Delaware Law and Certain Charter and Bylaw Provisions
The provisions of Delaware law, as well as certain terms of our Charter and Bylaws, may have the effect of delaying, deferring or discouraging another person from acquiring control of us by means of a tender offer, a proxy contest or otherwise, or removing incumbent officers and directors. These provisions, some of which are summarized below, are expected to discourage certain types of coercive takeover practices and takeover bids that our board of directors may consider inadequate and to encourage any person seeking to acquire control of us to first negotiate with our board of directors.
Delaware Law. We are governed by the provisions of Section 203 of the DGCL. In general, Section 203 prohibits a public Delaware corporation from engaging in a “business combination” with an “interested stockholder” for a period of three years after the date such stockholder became an “interested stockholder.” A “business combination” includes mergers, asset sales or other transactions resulting in a financial benefit to the stockholder. An “interested stockholder” is a person who, together with affiliates and associates, owns, or within three years did, prior to the determination of interested stockholder status, own, 15% or more of the corporation’s outstanding voting stock.

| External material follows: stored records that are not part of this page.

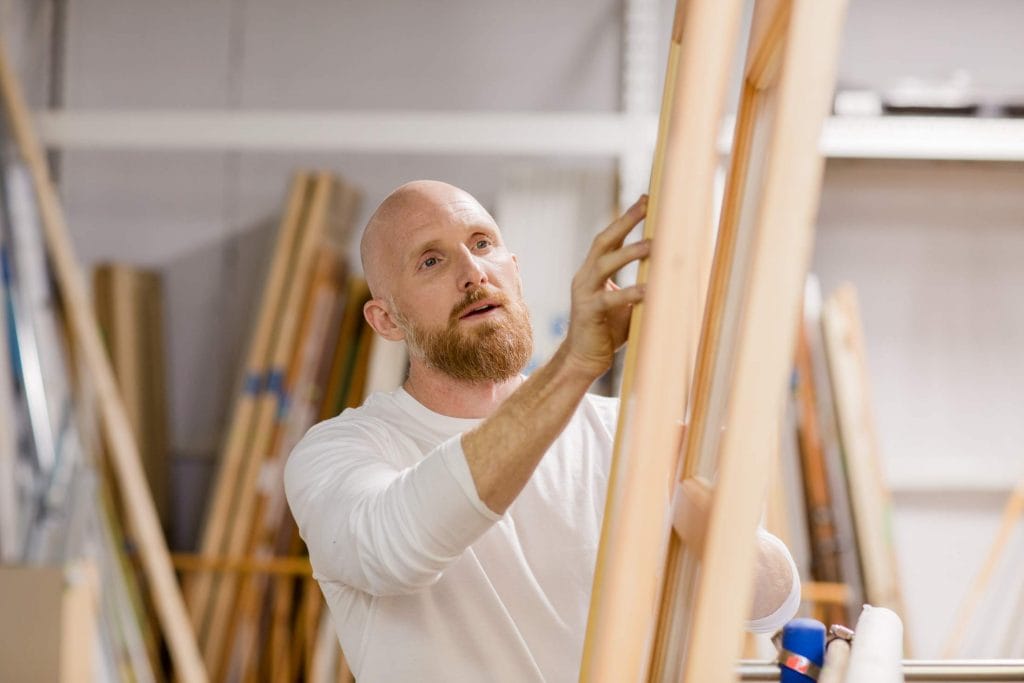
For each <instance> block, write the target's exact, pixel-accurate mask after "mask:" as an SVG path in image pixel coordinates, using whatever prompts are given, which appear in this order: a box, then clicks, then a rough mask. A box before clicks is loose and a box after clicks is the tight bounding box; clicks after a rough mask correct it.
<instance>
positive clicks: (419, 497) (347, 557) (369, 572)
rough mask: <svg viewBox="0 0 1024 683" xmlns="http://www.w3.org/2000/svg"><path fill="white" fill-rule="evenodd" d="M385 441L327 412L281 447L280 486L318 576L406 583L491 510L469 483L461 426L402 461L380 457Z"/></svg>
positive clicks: (427, 568)
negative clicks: (281, 475) (434, 445)
mask: <svg viewBox="0 0 1024 683" xmlns="http://www.w3.org/2000/svg"><path fill="white" fill-rule="evenodd" d="M389 446H390V447H394V446H393V445H390V444H389V443H388V439H381V438H377V437H375V435H374V434H373V430H372V429H368V428H362V427H359V426H357V425H355V424H352V423H350V422H348V423H341V424H338V423H335V422H332V421H329V422H327V423H323V424H321V425H317V426H316V427H313V428H312V429H311V430H309V432H307V434H306V435H305V436H304V437H303V438H302V440H301V441H300V442H299V443H298V445H296V447H295V450H294V451H293V452H292V455H291V456H290V457H289V460H288V464H287V466H286V468H285V492H286V494H287V497H288V503H289V506H290V507H291V510H292V514H293V515H294V517H295V520H296V522H297V523H298V526H299V531H300V533H301V535H302V538H303V540H304V541H305V543H306V546H307V547H308V549H309V559H310V563H311V564H312V568H313V575H314V578H316V579H317V580H318V581H335V582H341V583H343V584H345V585H347V586H350V587H352V588H355V589H358V590H360V591H365V592H367V593H370V594H372V595H395V594H402V593H411V592H414V591H416V590H418V589H421V588H425V587H427V586H429V585H431V584H433V583H434V582H436V581H437V580H438V579H439V578H440V575H441V572H442V571H443V570H444V568H445V567H447V566H449V565H450V564H452V563H453V562H455V561H456V560H457V559H458V558H459V557H460V556H461V555H462V553H463V552H464V551H465V550H466V548H468V547H469V546H470V545H471V544H472V543H473V542H474V541H475V540H476V539H477V538H479V537H480V535H482V533H483V532H484V531H485V530H486V529H487V528H489V527H490V525H492V524H494V522H495V521H496V520H498V519H500V518H501V516H500V515H498V514H496V513H495V512H493V511H490V510H489V509H488V508H487V507H486V506H485V505H484V504H483V502H482V501H481V500H480V499H479V497H478V495H477V493H476V486H475V484H474V483H473V479H472V475H471V473H470V471H469V466H468V465H467V464H466V458H465V454H464V453H463V451H462V438H461V436H455V437H453V438H451V439H449V440H446V441H444V442H442V443H441V444H440V445H438V446H437V447H436V449H434V450H433V451H431V452H430V453H428V454H427V455H426V456H425V457H424V458H423V460H421V461H420V462H419V463H417V464H416V465H414V466H412V467H409V468H406V469H400V468H398V467H396V466H394V465H392V464H391V463H389V462H387V461H386V460H385V459H384V458H382V456H381V455H380V454H381V451H380V450H381V449H383V447H389Z"/></svg>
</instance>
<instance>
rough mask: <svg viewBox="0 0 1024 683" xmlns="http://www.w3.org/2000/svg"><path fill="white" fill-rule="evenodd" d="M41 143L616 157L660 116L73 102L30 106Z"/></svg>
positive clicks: (568, 112)
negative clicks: (313, 109) (110, 109)
mask: <svg viewBox="0 0 1024 683" xmlns="http://www.w3.org/2000/svg"><path fill="white" fill-rule="evenodd" d="M36 123H37V125H38V128H39V133H40V137H41V138H42V140H43V143H44V144H45V145H46V146H48V147H55V148H66V150H72V148H74V150H97V148H120V150H133V148H134V150H253V151H311V152H358V153H378V154H379V153H394V154H490V155H511V156H532V155H542V156H543V155H557V156H584V157H617V156H620V155H623V154H626V153H627V152H629V151H630V150H631V148H634V147H637V146H640V147H641V148H644V147H652V146H653V144H654V139H655V136H656V133H657V121H656V119H654V118H652V117H627V116H625V115H622V114H618V113H614V112H609V113H579V112H565V113H498V112H494V113H490V112H408V111H406V112H374V111H366V112H261V111H74V110H70V111H69V110H63V111H61V110H51V111H44V112H39V113H37V114H36Z"/></svg>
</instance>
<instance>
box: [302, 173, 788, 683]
mask: <svg viewBox="0 0 1024 683" xmlns="http://www.w3.org/2000/svg"><path fill="white" fill-rule="evenodd" d="M645 211H646V198H641V200H640V201H638V202H637V203H636V204H635V205H634V206H632V207H631V208H630V209H629V210H628V211H627V212H626V214H625V215H623V216H622V217H621V218H618V219H617V220H615V221H614V222H612V223H611V224H610V225H609V226H608V227H607V228H606V229H605V230H604V231H603V232H601V233H600V234H599V236H598V237H597V238H596V239H595V241H594V243H593V245H592V247H591V250H590V253H589V254H588V255H587V258H586V260H585V262H584V264H583V266H582V267H581V268H580V270H579V271H578V272H577V274H575V278H574V279H573V281H572V309H571V313H570V322H569V327H568V333H567V336H566V339H565V341H564V342H563V343H562V345H561V346H560V347H559V349H558V351H557V352H556V353H555V355H554V357H553V358H552V359H551V360H550V361H549V362H548V364H546V365H545V366H543V367H541V368H539V369H538V370H537V371H536V372H534V373H532V374H531V375H530V376H529V378H526V379H524V378H523V377H522V376H521V375H520V374H519V373H520V371H521V370H522V368H523V367H524V365H525V364H526V361H527V359H528V358H529V355H530V352H531V346H532V341H531V332H530V327H529V318H528V315H527V312H526V309H525V306H524V304H523V300H522V291H521V284H520V280H519V269H518V264H517V262H516V257H515V256H514V255H513V254H511V253H510V252H509V251H508V249H507V248H506V246H505V244H504V242H503V241H502V236H501V232H500V230H499V228H498V226H497V225H496V224H495V221H494V219H493V218H492V217H490V216H489V215H488V214H487V212H486V211H485V210H484V209H483V208H482V207H481V206H480V205H479V204H478V203H477V202H476V201H475V200H474V199H473V198H472V197H471V196H470V195H468V194H467V193H465V191H463V190H461V189H459V188H457V187H454V186H452V185H449V184H445V183H441V182H436V181H416V182H411V183H408V184H406V185H402V186H401V187H399V188H398V189H396V190H395V191H394V193H392V194H391V195H390V196H389V197H388V198H387V199H386V200H385V201H384V202H383V203H382V204H381V206H380V207H379V208H378V209H377V211H376V212H375V213H374V215H373V217H372V218H371V219H370V222H369V224H368V225H367V229H366V232H365V233H364V238H362V244H361V250H360V251H361V257H362V264H364V270H365V273H366V278H367V282H368V283H369V285H370V290H371V293H372V296H373V299H372V300H371V301H370V302H369V303H367V304H366V307H365V309H364V313H365V315H366V318H367V321H368V322H369V323H370V325H371V326H373V328H374V330H376V331H377V333H378V334H380V335H381V336H382V337H384V338H385V339H390V340H404V342H406V343H407V345H408V347H409V351H410V372H409V378H408V379H407V381H406V383H404V385H403V387H402V388H400V389H397V390H396V391H394V392H391V393H378V394H374V395H373V396H371V397H370V398H368V399H367V401H366V403H365V404H364V405H362V407H361V408H359V409H356V410H349V411H345V412H344V413H342V414H341V415H340V416H338V417H336V418H333V419H331V420H328V421H326V422H324V423H322V424H319V425H317V426H315V427H313V428H312V429H311V430H310V431H309V432H308V433H307V434H306V436H305V437H304V438H303V439H302V441H301V442H300V443H299V444H298V446H297V447H296V449H295V451H294V452H293V454H292V456H291V458H290V460H289V463H288V467H287V470H286V478H285V480H286V488H287V492H288V500H289V504H290V505H291V508H292V512H293V514H294V515H295V518H296V520H297V521H298V524H299V528H300V530H301V532H302V537H303V539H304V540H305V542H306V545H307V546H308V548H309V556H310V560H311V563H312V566H313V571H314V577H315V578H316V580H317V581H318V582H319V584H321V586H322V588H323V590H324V594H325V596H326V597H327V601H328V603H329V605H330V607H331V614H332V618H333V620H334V624H335V628H336V629H337V632H338V636H339V638H340V640H341V643H342V646H343V649H344V651H345V655H346V657H347V659H348V661H349V665H350V666H351V668H352V671H353V673H354V674H355V676H356V678H357V679H358V681H359V683H373V682H375V681H413V680H415V681H510V682H516V683H521V682H524V681H570V680H575V679H577V678H578V676H579V666H580V659H581V654H582V650H583V639H584V632H585V630H586V622H587V611H588V607H589V599H590V592H591V585H592V582H593V572H594V562H595V558H596V551H597V543H598V538H599V536H600V528H601V517H602V514H603V511H604V499H605V492H606V481H607V473H608V469H609V462H610V457H611V446H612V440H613V433H614V424H615V413H616V411H617V401H616V400H615V399H611V398H605V397H599V396H594V395H591V394H588V393H587V389H588V387H590V386H591V384H592V383H593V382H594V380H595V379H597V378H598V377H599V376H600V375H601V374H602V373H604V372H605V371H606V370H607V369H608V367H609V365H610V364H611V359H612V354H613V353H614V351H615V349H617V348H618V347H620V346H621V345H622V344H623V343H624V342H625V340H626V335H627V329H628V324H629V314H630V308H631V306H632V305H633V304H635V303H637V302H639V301H641V300H642V298H643V288H642V287H638V286H634V287H626V288H618V287H616V286H615V285H613V284H612V283H611V280H610V278H611V275H612V274H613V273H614V272H615V271H617V270H618V269H620V268H622V267H623V266H624V265H626V264H627V263H629V262H631V261H635V260H637V259H640V258H643V257H645V256H646V255H647V254H648V253H649V251H650V244H649V243H648V242H646V241H643V242H638V243H635V244H631V245H628V246H624V245H623V243H624V240H625V239H626V236H627V234H628V233H629V231H630V230H631V229H632V228H633V227H634V226H635V225H636V224H637V223H638V222H639V221H640V220H641V219H642V218H643V217H644V215H645ZM699 508H700V505H699V503H697V504H696V505H695V509H697V510H698V511H699ZM694 515H695V516H698V515H699V512H696V513H694ZM697 526H699V523H697ZM759 544H760V546H759V548H760V551H761V552H760V561H761V564H762V569H761V579H760V580H759V587H758V590H757V594H758V595H757V598H756V600H755V606H754V616H755V617H761V623H760V624H758V623H754V624H753V626H755V627H758V626H760V627H762V628H764V629H767V630H771V629H773V628H776V627H777V626H779V625H781V624H782V623H784V622H785V621H787V620H788V618H790V617H791V616H792V615H793V613H794V612H795V611H796V607H797V604H796V602H795V601H799V582H798V580H797V575H796V569H795V567H794V566H793V561H792V559H791V558H790V555H788V552H787V551H786V550H785V548H784V546H781V544H780V543H779V542H778V541H777V540H775V539H774V538H773V537H768V536H767V535H762V538H761V540H760V541H759Z"/></svg>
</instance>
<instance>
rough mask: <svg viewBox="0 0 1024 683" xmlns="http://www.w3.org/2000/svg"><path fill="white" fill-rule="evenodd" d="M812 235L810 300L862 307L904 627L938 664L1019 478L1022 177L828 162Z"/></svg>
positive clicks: (1019, 431) (1023, 381) (1001, 173)
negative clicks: (856, 293)
mask: <svg viewBox="0 0 1024 683" xmlns="http://www.w3.org/2000/svg"><path fill="white" fill-rule="evenodd" d="M819 224H820V227H819V230H818V234H817V245H816V250H815V257H814V268H815V270H816V271H817V272H818V273H819V274H820V278H821V281H822V288H823V290H825V292H827V291H829V290H830V289H833V288H835V286H836V285H838V284H839V283H840V282H843V281H850V282H853V283H854V284H855V285H856V287H857V291H858V294H859V296H860V303H861V307H862V315H863V326H864V333H865V337H866V344H867V354H868V361H869V368H868V370H869V375H870V381H871V384H872V389H873V405H874V411H876V416H877V422H878V432H879V437H880V441H881V450H882V455H883V457H884V459H885V466H886V469H887V471H888V473H889V475H890V482H891V484H892V485H893V486H894V488H895V505H896V517H895V520H894V522H895V536H896V541H897V544H898V549H899V559H900V564H901V570H902V580H903V585H904V590H905V593H906V599H907V604H908V609H909V612H910V613H909V614H908V617H907V622H908V627H909V628H910V629H911V630H912V634H913V636H914V643H915V645H916V646H918V650H916V654H918V655H921V656H928V655H936V654H937V653H938V647H939V645H940V644H941V642H942V641H944V639H945V637H946V635H947V632H948V629H949V628H950V627H951V624H952V615H953V613H954V610H955V609H956V607H957V606H958V604H959V601H961V598H962V596H963V595H964V593H965V591H966V588H967V585H968V582H969V581H971V580H972V579H973V575H974V573H975V572H976V571H977V570H978V567H979V566H980V562H981V559H982V557H983V555H984V552H985V551H986V550H987V547H988V546H989V544H990V543H991V541H992V540H993V538H994V533H995V525H996V522H997V519H998V514H999V511H1000V509H1001V506H1002V503H1004V501H1005V499H1006V497H1007V496H1008V495H1009V488H1010V486H1012V485H1013V483H1014V482H1015V481H1016V480H1017V479H1019V478H1022V477H1024V458H1022V457H1021V456H1022V451H1021V444H1022V443H1024V421H1022V420H1021V419H1020V413H1021V409H1022V407H1024V305H1022V304H1021V302H1022V300H1024V268H1022V267H1021V264H1022V263H1024V166H1022V165H1019V164H1016V165H1015V164H1005V165H999V164H959V163H918V162H913V163H910V162H848V161H846V162H829V164H828V165H827V171H826V175H825V183H824V191H823V195H822V199H821V211H820V216H819ZM908 475H912V477H913V478H912V479H911V478H910V477H908ZM926 480H931V481H934V482H936V484H937V485H938V488H936V489H933V490H931V492H929V490H925V489H920V490H913V488H914V487H915V486H921V485H922V482H924V481H926ZM979 488H980V490H978V489H979Z"/></svg>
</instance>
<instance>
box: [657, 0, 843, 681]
mask: <svg viewBox="0 0 1024 683" xmlns="http://www.w3.org/2000/svg"><path fill="white" fill-rule="evenodd" d="M844 5H845V3H844V2H842V1H841V0H818V1H808V0H794V1H793V2H786V1H784V0H780V1H777V2H769V1H761V2H758V3H757V4H756V5H755V11H754V19H753V24H752V28H751V37H750V43H749V46H748V51H746V61H745V67H744V69H743V83H742V87H741V95H740V102H739V114H738V117H737V123H736V130H735V133H734V138H733V157H732V160H731V169H730V175H729V181H728V184H727V186H726V196H725V201H724V208H723V217H722V225H721V227H720V234H722V236H725V234H734V238H733V239H734V241H735V242H734V243H733V245H732V246H731V251H732V253H731V254H730V256H731V258H729V259H728V265H727V264H726V262H725V261H724V260H722V261H720V260H719V256H720V255H721V256H722V257H723V258H724V257H725V251H724V249H723V250H722V251H721V252H720V253H716V261H715V265H714V266H713V267H714V268H715V270H716V271H718V270H719V267H720V265H721V268H722V270H723V272H722V274H721V279H719V278H717V276H714V275H713V285H712V287H718V286H721V285H724V287H723V289H724V291H723V292H721V298H718V297H716V296H711V297H710V298H709V314H708V317H707V318H706V321H707V323H706V326H707V327H706V330H705V334H706V337H705V339H703V340H702V342H703V341H707V340H709V339H715V342H714V344H711V345H705V344H702V346H701V356H702V357H701V371H703V369H705V366H703V365H702V360H703V354H705V350H706V349H707V350H708V356H709V357H710V356H715V357H714V359H713V360H710V361H709V366H707V368H708V372H707V374H705V373H703V372H699V373H698V375H697V378H698V381H697V384H696V386H695V388H694V391H695V393H694V397H693V401H694V407H695V408H697V407H707V409H708V410H707V412H703V413H701V414H700V415H701V416H702V418H703V422H702V423H699V424H698V423H697V420H696V414H695V416H694V420H693V422H692V423H691V425H690V428H689V431H688V434H687V435H688V439H687V443H686V447H687V453H686V456H685V457H686V468H685V469H686V470H688V472H687V474H688V473H689V472H692V473H697V474H699V473H701V471H705V472H710V471H715V470H717V472H716V474H715V477H716V486H715V493H714V496H713V499H712V506H711V513H710V519H709V527H708V530H707V535H708V536H707V542H706V546H705V548H703V553H702V557H701V558H699V560H700V569H699V572H698V575H697V577H696V579H695V581H694V582H693V583H691V584H689V585H688V588H689V589H690V590H688V591H684V592H683V593H682V595H683V597H684V600H683V601H682V602H680V603H677V605H676V606H675V611H685V610H687V609H689V608H690V606H691V605H692V613H691V616H690V628H689V629H688V630H687V631H686V640H685V645H684V646H683V647H682V648H680V649H681V651H680V653H679V654H680V655H681V657H676V658H677V660H678V658H682V659H683V661H684V666H683V667H682V668H681V670H680V671H681V674H680V675H681V677H682V679H683V680H688V681H709V682H712V681H727V680H732V679H733V678H734V677H735V674H734V673H733V671H732V668H731V664H732V663H733V661H734V660H735V658H736V657H737V655H738V654H739V652H740V648H741V644H742V626H743V624H744V622H745V620H746V618H748V610H749V609H750V605H751V597H752V595H751V592H752V589H753V579H754V575H753V572H754V552H755V546H754V543H753V541H754V538H755V530H756V527H757V525H758V520H759V518H760V516H761V510H762V506H763V504H764V494H765V489H764V486H765V482H766V481H767V480H768V478H769V473H770V471H771V466H772V460H771V449H770V447H767V445H766V444H770V443H772V442H773V436H774V435H776V434H777V430H778V426H779V422H780V421H781V419H782V412H783V405H784V396H785V389H786V386H787V383H788V378H790V371H791V368H792V357H793V356H792V353H793V349H794V342H795V333H796V331H797V325H798V322H799V310H800V301H801V295H802V293H803V287H804V279H805V276H806V272H807V264H808V261H809V260H810V253H811V246H812V243H813V226H814V218H815V214H816V211H817V201H818V193H819V189H820V183H821V173H822V160H821V158H820V156H819V154H818V151H817V147H818V138H819V136H820V131H821V127H822V124H823V122H824V119H825V116H826V115H827V112H828V103H829V100H830V96H831V91H833V87H834V85H835V70H836V61H837V58H838V53H839V39H840V33H841V27H842V20H843V14H844ZM724 246H725V243H724V240H722V238H721V237H720V240H719V248H720V249H722V248H723V247H724ZM725 270H728V274H726V273H725V272H724V271H725ZM716 294H718V293H716ZM716 319H717V322H716ZM713 326H717V327H718V328H719V332H718V333H717V334H716V333H714V332H713V330H712V327H713ZM710 346H714V347H716V348H715V350H713V349H712V348H709V347H710ZM701 378H708V380H709V381H708V382H707V383H702V382H701V381H700V380H701Z"/></svg>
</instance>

Charter and Bylaw Provisions. Our Charter and Bylaws include a number of provisions that could deter hostile takeovers or delay or prevent changes in control of our management team, including the following:
Issuance of Undesignated Preferred Stock. Our board of directors will have the authority, without further action by our stockholders, to issue up to 5,000,000 shares of undesignated preferred stock with rights and preferences designated from time to time by our board of directors. Our board of directors may utilize such shares for a variety of corporate purposes. See the section entitled “Preferred Stock”.
Classified Board. Our Charter and Bylaws provide that our board is classified into three classes of directors.
Stockholder Action; Special Meeting of Stockholders. Our Charter eliminates the right of stockholders to act by written consent. Our Charter further provides that special meetings of our stockholders may be called only by a majority of our board of directors.
Advance Notice Requirements for Stockholder Proposals and Director Nominations. Our Charter and Bylaws provide advance notice procedures for stockholders seeking to bring business before our annual meeting of stockholders, or to nominate candidates for election as directors at our annual meeting of stockholders.
Amendment. Our Charter and Bylaws provide that the affirmative vote of the holders of at least 66 2/3% of our voting stock then outstanding is required to amend certain provisions.
Size of Board and Vacancies. Our Charter and Bylaws provide that the number of directors on our board of directors is fixed exclusively by our board of directors. Newly created directorships resulting from any increase in our authorized number of directors, and any vacancies resulting from death, resignation, retirement, disqualification, removal from office or other cause, will generally be filled by a majority of our board of directors then in office.
No Cumulative Voting. The DGCL provides that stockholders are denied the right to cumulate votes in the election of directors unless our Charter provides otherwise. Our Charter does not provide for cumulative voting.